Samedi 26 May, 2018

5 célèbres artistes haïtiens morts en mai

Photo: Tipiti.biz

Photo: Tipiti.biz

Au mois de mai, la culture haïtienne pleure le départ de 5 de ses plus grandes icônes. Maurice Sixto, Ti Manno, Nemours Jean-Baptiste, Master Dji et Almando Keslin sont tous partis au cours d'un mai. Le temps pour Loop de faire une rétrospective sur la carrière de ces artistes qui ont marqué l’histoire.

Maurice Sixto

Maurice Sixto est, sans conteste, l’un des premiers et plus grands humoristes de l’histoire Haïtienne. Après lui, pour son époque, on ne comptera pas plus que Théodore Beaubrun, alias Languichatte.

Maurixe Sixto se distingue par son humour à travers ses longs récits qui racontent les tares et les coutumes en Haïti. De ce nombre, on comptera une panoplie d’œuvres dont : Lea Kokoyé Madan Ròròl, Zabèlbòk Berachat, Ti Sentaniz, Gwo Moso, J'ai vengé la race et plusieurs autres volumes.

L’humoriste est parti le 12 mai 1984. En 2004, la Fondation Maurice Sixto a été créée pour faire la promotion de ses œuvres et de la culture haïtienne.

Ti Manno

L’une de plus belles voix ayant marqué la musique Konpa s’en est allée également un mois de mai. Emmanuel Jean-Baptiste dit Ti Manno a chanté les mauvaises conditions socioéconomiques du peuple haïtien.

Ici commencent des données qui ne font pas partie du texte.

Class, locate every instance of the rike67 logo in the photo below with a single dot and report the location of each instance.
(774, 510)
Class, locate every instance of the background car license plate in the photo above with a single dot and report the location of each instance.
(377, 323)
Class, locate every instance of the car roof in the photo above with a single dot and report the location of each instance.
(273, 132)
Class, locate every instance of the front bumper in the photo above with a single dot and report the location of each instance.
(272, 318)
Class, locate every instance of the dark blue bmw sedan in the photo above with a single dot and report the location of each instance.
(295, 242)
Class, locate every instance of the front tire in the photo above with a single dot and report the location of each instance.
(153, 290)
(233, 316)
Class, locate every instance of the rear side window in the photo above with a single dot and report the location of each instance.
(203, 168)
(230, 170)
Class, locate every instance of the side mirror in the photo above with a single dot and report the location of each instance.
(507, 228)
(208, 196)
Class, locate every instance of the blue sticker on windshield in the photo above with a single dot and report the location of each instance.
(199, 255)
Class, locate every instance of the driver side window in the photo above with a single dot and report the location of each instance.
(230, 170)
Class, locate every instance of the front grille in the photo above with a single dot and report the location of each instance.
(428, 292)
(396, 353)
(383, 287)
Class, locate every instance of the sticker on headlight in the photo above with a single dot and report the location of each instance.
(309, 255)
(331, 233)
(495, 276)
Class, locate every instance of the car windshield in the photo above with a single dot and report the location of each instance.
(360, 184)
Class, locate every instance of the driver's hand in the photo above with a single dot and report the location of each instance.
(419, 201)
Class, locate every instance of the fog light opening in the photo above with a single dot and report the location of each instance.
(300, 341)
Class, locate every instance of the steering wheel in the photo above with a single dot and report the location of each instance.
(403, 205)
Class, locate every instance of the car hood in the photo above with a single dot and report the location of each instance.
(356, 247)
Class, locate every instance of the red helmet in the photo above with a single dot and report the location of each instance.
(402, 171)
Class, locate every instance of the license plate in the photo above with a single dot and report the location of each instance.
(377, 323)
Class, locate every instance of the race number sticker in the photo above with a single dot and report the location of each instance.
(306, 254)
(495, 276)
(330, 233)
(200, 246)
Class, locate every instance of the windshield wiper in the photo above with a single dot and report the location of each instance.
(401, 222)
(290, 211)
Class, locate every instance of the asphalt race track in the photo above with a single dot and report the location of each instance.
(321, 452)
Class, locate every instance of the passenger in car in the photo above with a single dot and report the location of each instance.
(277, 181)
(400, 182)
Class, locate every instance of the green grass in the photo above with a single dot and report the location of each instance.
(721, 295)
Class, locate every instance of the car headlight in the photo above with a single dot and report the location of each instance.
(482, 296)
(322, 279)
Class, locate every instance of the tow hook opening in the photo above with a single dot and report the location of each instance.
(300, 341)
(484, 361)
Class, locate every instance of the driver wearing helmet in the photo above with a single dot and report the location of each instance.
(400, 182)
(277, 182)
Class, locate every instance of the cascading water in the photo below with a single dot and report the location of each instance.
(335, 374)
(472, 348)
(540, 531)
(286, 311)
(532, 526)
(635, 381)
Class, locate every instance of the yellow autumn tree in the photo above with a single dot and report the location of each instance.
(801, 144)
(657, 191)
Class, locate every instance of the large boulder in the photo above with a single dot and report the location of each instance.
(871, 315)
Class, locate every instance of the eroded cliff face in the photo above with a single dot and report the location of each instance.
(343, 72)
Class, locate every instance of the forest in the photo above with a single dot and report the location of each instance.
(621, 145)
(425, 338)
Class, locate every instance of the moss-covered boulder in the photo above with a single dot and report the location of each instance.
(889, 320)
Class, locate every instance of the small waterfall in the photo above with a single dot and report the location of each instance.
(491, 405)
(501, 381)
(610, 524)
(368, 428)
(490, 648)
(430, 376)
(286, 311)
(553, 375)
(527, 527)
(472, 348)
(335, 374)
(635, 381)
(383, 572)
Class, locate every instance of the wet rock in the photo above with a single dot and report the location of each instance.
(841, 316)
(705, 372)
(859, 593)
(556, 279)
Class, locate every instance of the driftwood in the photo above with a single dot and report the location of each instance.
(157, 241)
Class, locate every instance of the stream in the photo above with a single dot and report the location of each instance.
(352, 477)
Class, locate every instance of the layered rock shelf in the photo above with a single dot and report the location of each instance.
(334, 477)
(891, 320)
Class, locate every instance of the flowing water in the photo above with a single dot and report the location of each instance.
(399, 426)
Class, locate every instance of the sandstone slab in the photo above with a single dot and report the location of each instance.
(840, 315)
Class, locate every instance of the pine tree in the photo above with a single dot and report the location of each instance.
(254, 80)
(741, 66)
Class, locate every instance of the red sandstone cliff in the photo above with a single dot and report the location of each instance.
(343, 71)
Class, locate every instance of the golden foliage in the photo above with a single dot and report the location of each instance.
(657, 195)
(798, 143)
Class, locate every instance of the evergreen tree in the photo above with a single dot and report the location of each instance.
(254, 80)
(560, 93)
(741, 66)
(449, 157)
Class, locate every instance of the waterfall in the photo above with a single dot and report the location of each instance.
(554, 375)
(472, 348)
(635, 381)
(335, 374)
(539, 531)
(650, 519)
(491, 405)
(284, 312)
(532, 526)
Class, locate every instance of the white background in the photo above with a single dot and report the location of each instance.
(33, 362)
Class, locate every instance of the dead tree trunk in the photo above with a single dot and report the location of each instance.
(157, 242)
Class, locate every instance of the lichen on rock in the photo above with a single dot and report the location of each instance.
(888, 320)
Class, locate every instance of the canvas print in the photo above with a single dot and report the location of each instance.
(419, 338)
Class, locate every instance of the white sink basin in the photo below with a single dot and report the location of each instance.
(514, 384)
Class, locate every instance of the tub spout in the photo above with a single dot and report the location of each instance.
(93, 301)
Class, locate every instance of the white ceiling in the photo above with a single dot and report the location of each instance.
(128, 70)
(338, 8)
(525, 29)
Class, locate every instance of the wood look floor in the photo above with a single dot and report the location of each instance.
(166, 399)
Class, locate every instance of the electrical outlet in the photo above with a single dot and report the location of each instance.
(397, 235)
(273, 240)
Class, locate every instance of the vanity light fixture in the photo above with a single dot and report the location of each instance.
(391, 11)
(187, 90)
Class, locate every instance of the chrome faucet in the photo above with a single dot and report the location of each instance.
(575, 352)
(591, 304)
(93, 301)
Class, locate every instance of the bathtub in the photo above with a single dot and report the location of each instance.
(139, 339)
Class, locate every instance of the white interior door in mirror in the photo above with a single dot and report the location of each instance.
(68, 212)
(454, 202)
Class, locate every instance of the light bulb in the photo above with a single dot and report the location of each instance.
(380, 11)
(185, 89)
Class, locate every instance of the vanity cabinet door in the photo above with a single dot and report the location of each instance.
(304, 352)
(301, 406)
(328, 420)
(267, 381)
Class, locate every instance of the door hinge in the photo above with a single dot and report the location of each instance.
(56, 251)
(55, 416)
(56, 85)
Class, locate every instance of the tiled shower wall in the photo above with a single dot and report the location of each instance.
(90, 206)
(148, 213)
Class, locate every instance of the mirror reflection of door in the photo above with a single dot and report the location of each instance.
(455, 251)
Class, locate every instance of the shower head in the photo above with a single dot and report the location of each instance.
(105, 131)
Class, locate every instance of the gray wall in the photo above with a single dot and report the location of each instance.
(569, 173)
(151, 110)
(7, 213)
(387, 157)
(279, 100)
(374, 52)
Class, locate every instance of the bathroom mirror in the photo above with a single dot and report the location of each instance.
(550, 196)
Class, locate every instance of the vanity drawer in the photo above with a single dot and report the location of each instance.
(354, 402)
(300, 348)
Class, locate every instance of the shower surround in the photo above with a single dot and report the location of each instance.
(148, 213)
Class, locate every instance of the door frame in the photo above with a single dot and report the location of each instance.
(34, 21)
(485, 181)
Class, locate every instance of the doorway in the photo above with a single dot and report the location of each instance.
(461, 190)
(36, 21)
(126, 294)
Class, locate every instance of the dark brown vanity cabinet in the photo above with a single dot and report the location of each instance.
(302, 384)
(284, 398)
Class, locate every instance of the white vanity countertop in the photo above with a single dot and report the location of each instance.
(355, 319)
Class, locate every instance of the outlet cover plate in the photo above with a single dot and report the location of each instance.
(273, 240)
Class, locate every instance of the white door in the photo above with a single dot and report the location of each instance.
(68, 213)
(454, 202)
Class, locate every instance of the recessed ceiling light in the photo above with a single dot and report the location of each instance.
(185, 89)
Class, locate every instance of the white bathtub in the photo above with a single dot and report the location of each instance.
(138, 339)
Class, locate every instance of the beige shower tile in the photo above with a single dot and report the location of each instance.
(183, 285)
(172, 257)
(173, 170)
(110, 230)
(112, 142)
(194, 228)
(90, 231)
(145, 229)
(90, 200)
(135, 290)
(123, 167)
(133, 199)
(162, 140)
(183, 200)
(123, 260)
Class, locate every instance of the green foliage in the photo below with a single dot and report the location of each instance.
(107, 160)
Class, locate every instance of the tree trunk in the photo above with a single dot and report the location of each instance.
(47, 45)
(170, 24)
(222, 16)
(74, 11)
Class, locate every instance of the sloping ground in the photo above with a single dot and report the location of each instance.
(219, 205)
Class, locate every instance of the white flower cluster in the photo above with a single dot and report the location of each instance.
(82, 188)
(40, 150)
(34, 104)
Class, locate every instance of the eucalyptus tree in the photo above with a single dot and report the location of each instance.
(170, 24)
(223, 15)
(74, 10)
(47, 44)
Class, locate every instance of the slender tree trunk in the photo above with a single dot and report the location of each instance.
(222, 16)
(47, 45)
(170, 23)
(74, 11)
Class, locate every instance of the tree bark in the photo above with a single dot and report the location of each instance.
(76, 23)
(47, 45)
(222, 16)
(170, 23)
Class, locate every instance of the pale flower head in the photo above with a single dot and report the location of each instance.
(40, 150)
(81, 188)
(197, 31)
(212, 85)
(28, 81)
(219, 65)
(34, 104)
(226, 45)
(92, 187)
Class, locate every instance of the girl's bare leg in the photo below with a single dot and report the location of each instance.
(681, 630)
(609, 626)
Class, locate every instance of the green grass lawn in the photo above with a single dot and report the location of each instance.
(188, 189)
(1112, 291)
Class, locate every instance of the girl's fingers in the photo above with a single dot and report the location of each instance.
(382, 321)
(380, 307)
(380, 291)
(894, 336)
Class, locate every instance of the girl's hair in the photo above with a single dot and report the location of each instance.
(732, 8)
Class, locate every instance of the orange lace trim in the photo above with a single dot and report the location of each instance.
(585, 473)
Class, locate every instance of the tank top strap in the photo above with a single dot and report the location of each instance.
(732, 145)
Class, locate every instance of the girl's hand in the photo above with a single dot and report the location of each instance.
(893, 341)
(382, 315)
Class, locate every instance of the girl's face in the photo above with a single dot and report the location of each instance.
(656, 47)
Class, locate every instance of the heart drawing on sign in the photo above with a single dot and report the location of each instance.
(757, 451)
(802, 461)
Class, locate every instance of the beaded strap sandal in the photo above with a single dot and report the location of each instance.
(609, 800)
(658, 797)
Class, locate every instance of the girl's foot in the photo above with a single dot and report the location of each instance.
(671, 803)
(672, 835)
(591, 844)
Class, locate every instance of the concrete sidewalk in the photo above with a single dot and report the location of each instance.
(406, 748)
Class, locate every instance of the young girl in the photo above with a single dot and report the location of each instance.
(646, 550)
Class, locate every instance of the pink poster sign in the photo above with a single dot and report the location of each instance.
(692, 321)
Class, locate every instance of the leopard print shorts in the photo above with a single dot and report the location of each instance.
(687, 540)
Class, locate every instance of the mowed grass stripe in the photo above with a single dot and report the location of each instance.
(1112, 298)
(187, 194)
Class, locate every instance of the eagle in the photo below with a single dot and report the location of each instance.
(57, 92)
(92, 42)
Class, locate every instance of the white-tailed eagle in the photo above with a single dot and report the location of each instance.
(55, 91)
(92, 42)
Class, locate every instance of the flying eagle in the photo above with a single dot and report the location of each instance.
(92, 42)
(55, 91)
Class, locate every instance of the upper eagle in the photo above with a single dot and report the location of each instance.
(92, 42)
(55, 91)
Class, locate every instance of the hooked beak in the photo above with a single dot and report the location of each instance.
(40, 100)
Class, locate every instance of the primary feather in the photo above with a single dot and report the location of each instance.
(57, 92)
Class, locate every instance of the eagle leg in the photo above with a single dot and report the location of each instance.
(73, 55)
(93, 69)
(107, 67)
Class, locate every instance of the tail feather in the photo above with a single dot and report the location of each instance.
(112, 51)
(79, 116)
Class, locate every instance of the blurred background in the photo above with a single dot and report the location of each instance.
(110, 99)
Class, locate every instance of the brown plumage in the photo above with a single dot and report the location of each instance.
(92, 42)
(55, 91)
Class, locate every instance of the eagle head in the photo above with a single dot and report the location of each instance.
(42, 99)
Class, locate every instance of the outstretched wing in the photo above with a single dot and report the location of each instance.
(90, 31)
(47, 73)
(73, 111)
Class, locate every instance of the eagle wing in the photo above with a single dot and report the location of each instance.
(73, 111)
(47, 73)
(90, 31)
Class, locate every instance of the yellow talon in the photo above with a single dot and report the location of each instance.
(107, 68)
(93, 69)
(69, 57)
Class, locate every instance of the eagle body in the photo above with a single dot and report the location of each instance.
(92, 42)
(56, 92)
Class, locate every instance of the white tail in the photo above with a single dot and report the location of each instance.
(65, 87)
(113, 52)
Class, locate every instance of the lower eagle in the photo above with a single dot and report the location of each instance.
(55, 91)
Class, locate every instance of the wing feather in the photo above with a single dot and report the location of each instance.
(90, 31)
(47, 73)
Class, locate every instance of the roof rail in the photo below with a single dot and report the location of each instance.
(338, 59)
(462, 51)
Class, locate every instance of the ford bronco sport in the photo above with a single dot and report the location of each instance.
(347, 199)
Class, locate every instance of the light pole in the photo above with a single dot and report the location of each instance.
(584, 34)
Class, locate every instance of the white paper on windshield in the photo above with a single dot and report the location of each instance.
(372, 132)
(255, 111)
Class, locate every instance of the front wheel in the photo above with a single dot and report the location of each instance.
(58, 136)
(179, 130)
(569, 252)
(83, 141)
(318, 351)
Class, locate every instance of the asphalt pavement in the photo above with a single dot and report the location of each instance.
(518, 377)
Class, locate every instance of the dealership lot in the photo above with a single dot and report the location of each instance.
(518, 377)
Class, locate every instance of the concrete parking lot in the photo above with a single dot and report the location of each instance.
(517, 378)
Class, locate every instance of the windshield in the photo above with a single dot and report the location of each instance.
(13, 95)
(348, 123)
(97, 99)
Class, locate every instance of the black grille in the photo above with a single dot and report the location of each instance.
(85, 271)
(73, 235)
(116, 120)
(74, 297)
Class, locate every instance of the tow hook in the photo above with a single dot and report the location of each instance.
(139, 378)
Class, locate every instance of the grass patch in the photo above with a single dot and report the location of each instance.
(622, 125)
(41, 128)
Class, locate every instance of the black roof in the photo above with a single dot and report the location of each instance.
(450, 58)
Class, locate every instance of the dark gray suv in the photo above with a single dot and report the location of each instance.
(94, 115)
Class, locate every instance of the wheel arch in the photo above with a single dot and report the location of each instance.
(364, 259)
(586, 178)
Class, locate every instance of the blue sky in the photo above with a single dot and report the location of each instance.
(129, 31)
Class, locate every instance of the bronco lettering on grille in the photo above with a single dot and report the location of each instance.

Ti Manno a été le lead vocal de plusieurs grands groupes du secteur musical haïtien dont Volo Volo, Les Astros de New York, DP Express. En 1981, Ti Manno quitte DP pour former son propre groupe « Gemini All Stars ».

En 1983, le chanteur est, malheureusement, atteint d’une maladie incurable. Plusieurs personnalités se joignent pour le sauver de sa souffrance, mais il décède malgré tout le 13 mai 1985 au Centre Hospitalier de Saint-Luc-Roosevelt.

Nemours Jean-Baptiste

Le père du Konpa nous a quittés le 18 mai 1985. L’histoire raconte que c’est en écoutant la performance d’un groupe troubadour à la fête Vyèj Mirak de Saut-d’Eau que Nemours a eu l’idée d’inventer le nouveau rythme.

Le 26 juillet 1955, il fonde le groupe Conjunto Internacional à la place Saint-Anne. Mais, c’est difficilement que la bande fera accepter son rythme subissant les critiques des conservateurs jaloux pour leur meringue.

Nemours Jean-Baptiste et son compère Wébert Sicot ne lâchent rien et réussissent à se faire une place au Kompa. Il meurt dans « la gêne et l’indifférence »  en 1985 et attend jusqu’ici des hommages dignes de cet héritage qu’il a laissé.

Master Dji

Georges Lys Hérard a été le premier à confronter les préjugés contre le Hip-Hop très mal regardé en Haïti. L’ancien animateur de micro a été le premier à utiliser son micro pour rapper en créole.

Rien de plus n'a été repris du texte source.